In some ways the most meaningful consequence of my Arts Foundation Fellowship actually came with the nomination. Without going into too much detail, during the winter of 2017 I’d slipped in to a negative spin, my confidence was crushed and I was financially on the edge of collapse. I hadn’t made music, performed or been creative for several months. In the middle of this period the AF nominee brochure arrived in the post. I remember having spoken to Shelley about the difficulty of conveying the breadth of my work in the brochure, but I didn’t anticipate the effect that seeing my work laid out would have on me. To see my projects, my friends and collaborators printed across those pages with such thought and care was truly moving. Seeing my work recognized in this way amongst a selection of peers was powerful and restorative. Before seeing it I’d been seriously contemplating my ability to return to my arts practice, yet the nomination gave me hope to persevere through what was personally a very difficult time.
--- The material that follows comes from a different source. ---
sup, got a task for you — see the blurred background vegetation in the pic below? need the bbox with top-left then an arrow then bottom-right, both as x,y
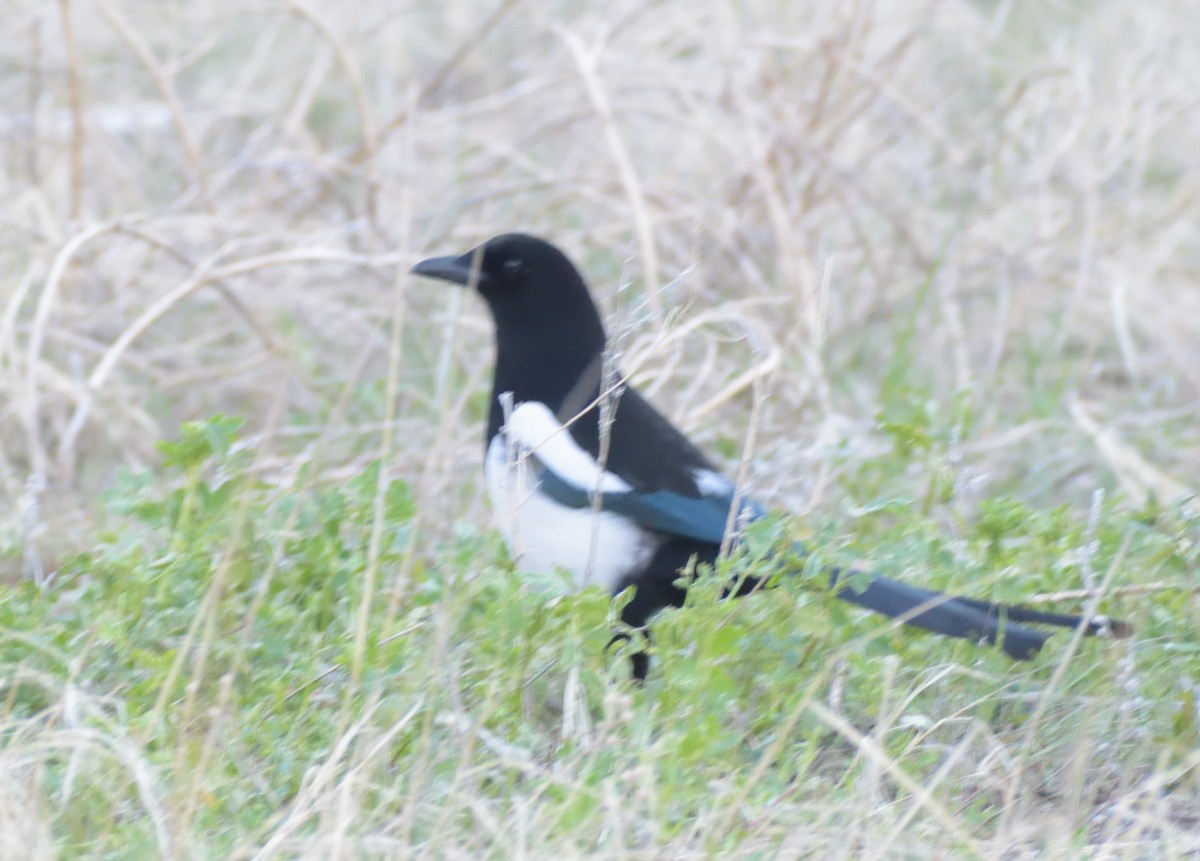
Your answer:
0,1 -> 1197,857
When I look at the above picture I see a mixture of feelings in my face, obviously there is happiness and pride – but I also think in my eyes there is a genuine look of relief – as if a weight was lifting. Receiving the award marked the beginning-of-the-end of that bad spell, and it cemented feelings of worth in my practice, giving fresh hope for my creative future. In reality a large chunk of the award money went straight into paying off debts, and it couldn’t have come at a better time; had I not got the award I would have had to immediately look for full time job to balance my books. I’ve been slowly replacing that money into my “AF Pot” ever since.
When I applied for the AF my intention was to return to Xingu, Brazil to work with Takumã and the Kuikuro community. As it was, shortly after the award I returned to Xingu on a British Council /PRSF residency. It was on this residency that I began both a friendship and a collaboration with singer Akari Wauja. Working with institutions in Brazil, remote communities and individuals with very different cosmovisions and value systems, takes time and patience. My hope is that these collaborations are long term and can build slowly into meaningful and mutual enriching exchanges. These relationships continue and seem ever more important in the face of the growing threat to Xinguan communities way of life imposed by Brazil’s ultra-right President Bolsonaro. The AF award has allowed me to pursue these collaborations at their own pace – without rushing – a unique position.
With the support of the fellowship I’ve recorded an album of Akari’s traditional songs which will form the basis for our live collaboration. The award money partially funded producer Cam Deas’s mixing and mastering of these recordings to a professional level (CD will be release on Antigen Records in September 2019 and has already received airplay of BBC Radio 3’s Late Junction). Both Akari and Takumã will be able to travel to Europe in October of 2019, as part of events of an emergency forum to be held in Madrid. In addition to this the AF award will enable me to invite Akari to the UK prior to the Madrid visit, this will allow us to further our musical collaboration; paying for flights, accommodation and rehearsal space. We will present our collaboration publicly for the first time in a pre-recorded live session for BBC Radio3’s Late Junction, and then again in Madrid as part of the Forum.